The grant was given to Cornell University in partnership with Makerere University in Kampala, Uganda. The money will be used in an initiative called Gender-responsive Researchers Equipped for Agricultural Transformation (GREAT). Researchers will be trained over five years to help create more inclusive and effective agricultural systems by addressing the priorities of both women and men in sub-Saharan Africa.

Margaret Mangheni, associate professor at Makerere University, has more than 20 years of experience with gender-sensitive agricultural development projects in Uganda and across Africa. She will lead the project at Makerere.

The initiative “will increase opportunities for equitable participation and the sharing of benefits from agricultural research and improve the outcomes for smallholder women farmers, entrepreneurs and farmer organizations across sub-Saharan Africa,” she said.

“Women play critical roles in food production and processing, but their input is frequently overlooked by agricultural researchers,” said Hale Ann Tufan, gender specialist and adjunct professor at Cornell’s College of Agriculture and Life Sciences. She will lead the project for Cornell. “Gender-blind research projects and products inadvertently increase the burden on women and limit the potential positive impact of research outputs.”

In Rwanda, Kalibata is credited with helping enact legal changes that give Rwandan woman 50 percent ownership in their family land. Kalibata also made it easier for widows to inherit family plots when their husbands die, according to ThomsonReuters.

“Incredible things are going on in Rwanda when it comes to women’s land rights,” said Rena Singer, spokeswoman for the Washington-based rights group, Landesa, ThomsonReuters reported.

If women can’t inherit land, it reinforces gender inequality, she said.

Even in countries like Rwanda with progressive land laws, lax enforcement and patriarchal customs can make it harder for female farmers to control their incomes, Kalibata said.

Many women remain unaware of new laws granting them access to land ownership.

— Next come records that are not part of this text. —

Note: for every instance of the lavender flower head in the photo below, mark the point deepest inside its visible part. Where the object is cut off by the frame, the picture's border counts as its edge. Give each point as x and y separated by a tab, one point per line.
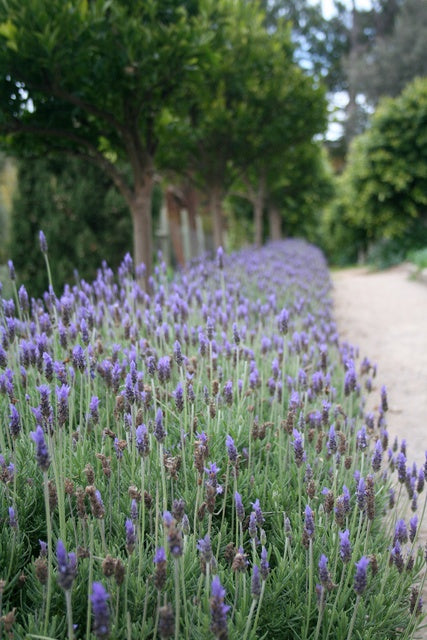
12	518
255	582
298	448
401	467
413	524
265	566
218	610
42	453
130	535
400	532
159	431
43	242
220	257
345	546
231	449
141	440
309	522
360	580
324	575
258	513
204	546
101	614
14	421
67	566
240	511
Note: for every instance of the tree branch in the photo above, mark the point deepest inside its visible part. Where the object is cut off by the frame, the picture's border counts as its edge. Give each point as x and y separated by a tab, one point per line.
92	152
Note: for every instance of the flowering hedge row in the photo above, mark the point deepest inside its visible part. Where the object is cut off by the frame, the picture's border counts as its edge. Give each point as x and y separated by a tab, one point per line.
194	460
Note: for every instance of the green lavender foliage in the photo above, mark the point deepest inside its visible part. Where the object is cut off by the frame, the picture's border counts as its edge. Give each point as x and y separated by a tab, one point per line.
241	304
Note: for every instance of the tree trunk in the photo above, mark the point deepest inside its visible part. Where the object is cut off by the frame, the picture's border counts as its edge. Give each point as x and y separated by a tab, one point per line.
191	199
174	217
275	223
215	208
258	205
142	225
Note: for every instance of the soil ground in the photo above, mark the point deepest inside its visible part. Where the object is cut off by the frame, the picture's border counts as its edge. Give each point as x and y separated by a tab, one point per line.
384	314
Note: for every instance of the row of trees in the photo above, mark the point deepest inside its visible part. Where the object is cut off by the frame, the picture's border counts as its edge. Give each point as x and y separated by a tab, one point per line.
199	88
226	97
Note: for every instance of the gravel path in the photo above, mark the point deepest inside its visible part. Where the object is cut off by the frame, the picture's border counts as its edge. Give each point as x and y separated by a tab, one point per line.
385	315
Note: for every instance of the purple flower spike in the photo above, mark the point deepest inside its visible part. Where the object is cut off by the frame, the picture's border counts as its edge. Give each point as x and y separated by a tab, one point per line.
345	547
43	242
12	274
130	535
160	555
12	518
142	443
258	513
205	547
265	567
42	453
159	431
101	614
360	580
218	610
325	577
255	582
231	449
67	566
400	532
401	467
282	321
309	522
413	524
377	456
220	258
239	507
298	448
14	421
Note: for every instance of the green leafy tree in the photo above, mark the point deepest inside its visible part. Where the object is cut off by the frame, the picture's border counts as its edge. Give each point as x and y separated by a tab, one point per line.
384	187
81	214
396	57
91	79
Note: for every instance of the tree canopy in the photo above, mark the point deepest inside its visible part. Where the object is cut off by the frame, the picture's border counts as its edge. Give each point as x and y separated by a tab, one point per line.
91	79
384	186
116	82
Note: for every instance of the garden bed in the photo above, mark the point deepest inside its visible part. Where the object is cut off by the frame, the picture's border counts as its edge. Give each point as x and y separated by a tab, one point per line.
195	461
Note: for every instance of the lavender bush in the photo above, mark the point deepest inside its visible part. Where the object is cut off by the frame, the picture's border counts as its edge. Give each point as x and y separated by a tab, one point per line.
195	461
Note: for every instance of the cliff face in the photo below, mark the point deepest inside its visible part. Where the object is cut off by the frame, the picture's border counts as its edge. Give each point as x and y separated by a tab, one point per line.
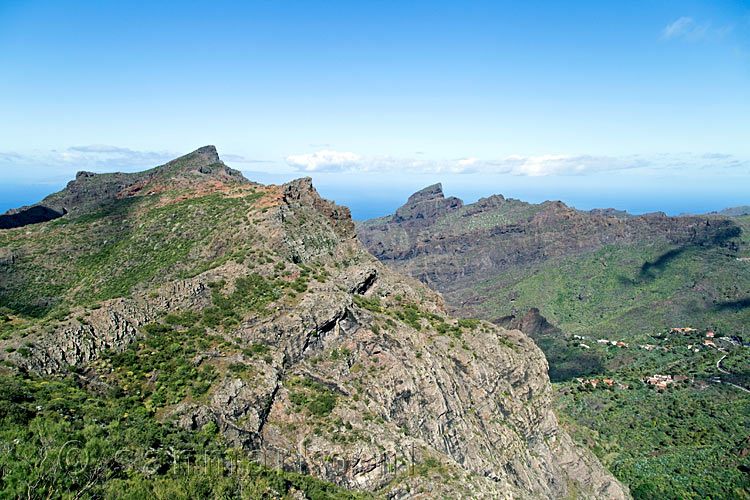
323	359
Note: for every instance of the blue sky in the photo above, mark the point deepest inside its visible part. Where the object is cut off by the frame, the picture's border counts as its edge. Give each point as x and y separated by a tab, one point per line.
637	105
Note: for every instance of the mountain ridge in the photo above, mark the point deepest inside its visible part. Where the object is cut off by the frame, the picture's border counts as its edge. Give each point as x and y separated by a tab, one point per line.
255	309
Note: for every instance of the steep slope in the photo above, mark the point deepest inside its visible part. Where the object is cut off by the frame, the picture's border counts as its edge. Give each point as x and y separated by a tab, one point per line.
211	300
589	273
612	286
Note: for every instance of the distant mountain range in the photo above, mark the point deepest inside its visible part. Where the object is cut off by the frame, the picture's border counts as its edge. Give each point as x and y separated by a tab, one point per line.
600	292
598	272
186	313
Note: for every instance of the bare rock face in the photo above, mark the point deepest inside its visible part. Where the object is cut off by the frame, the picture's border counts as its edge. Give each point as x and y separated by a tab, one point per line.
356	374
453	247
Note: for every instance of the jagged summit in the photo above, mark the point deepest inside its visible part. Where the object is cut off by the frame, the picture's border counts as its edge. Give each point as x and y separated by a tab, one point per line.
433	192
90	190
255	311
425	204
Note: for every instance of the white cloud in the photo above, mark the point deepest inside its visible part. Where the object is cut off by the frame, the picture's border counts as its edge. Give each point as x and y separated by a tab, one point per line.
544	165
324	161
687	28
678	28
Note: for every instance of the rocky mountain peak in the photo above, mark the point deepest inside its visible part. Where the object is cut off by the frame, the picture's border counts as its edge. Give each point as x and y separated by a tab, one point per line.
433	192
90	190
425	204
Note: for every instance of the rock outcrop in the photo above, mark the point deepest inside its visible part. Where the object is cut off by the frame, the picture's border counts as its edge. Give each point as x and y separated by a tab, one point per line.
334	365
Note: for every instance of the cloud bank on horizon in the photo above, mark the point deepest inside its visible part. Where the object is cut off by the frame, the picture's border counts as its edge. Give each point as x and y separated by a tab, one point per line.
55	165
532	166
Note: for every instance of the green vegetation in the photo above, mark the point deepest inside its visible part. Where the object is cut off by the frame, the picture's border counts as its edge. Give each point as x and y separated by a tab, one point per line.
61	441
251	293
159	370
681	442
312	396
629	289
684	443
130	244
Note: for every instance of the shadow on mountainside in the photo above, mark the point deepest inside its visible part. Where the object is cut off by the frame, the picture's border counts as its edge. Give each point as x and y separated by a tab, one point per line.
733	305
649	270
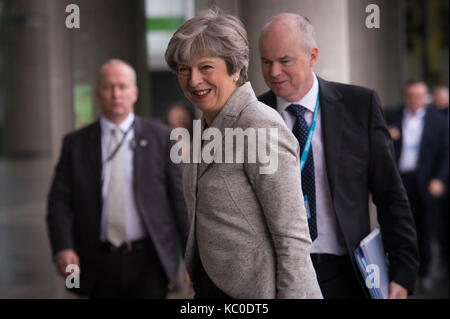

Governments should invest in education so rural women understand they have the right to own valuable land assets, Kalibata said.

Data on women’s land ownership is limited, but statistics from the U.N. Food and Agriculture Organization indicate women control less than a quarter of agricultural land holdings in developing countries.

By 2020, the Gates Foundation-funded grant expects to have trained more than 200 researchers, representing at least 30 research institutions in sub-Saharan Africa, to “advance gender-responsiveness as the norm and standard for agricultural research,” Tufan said, according to the Cornell University report.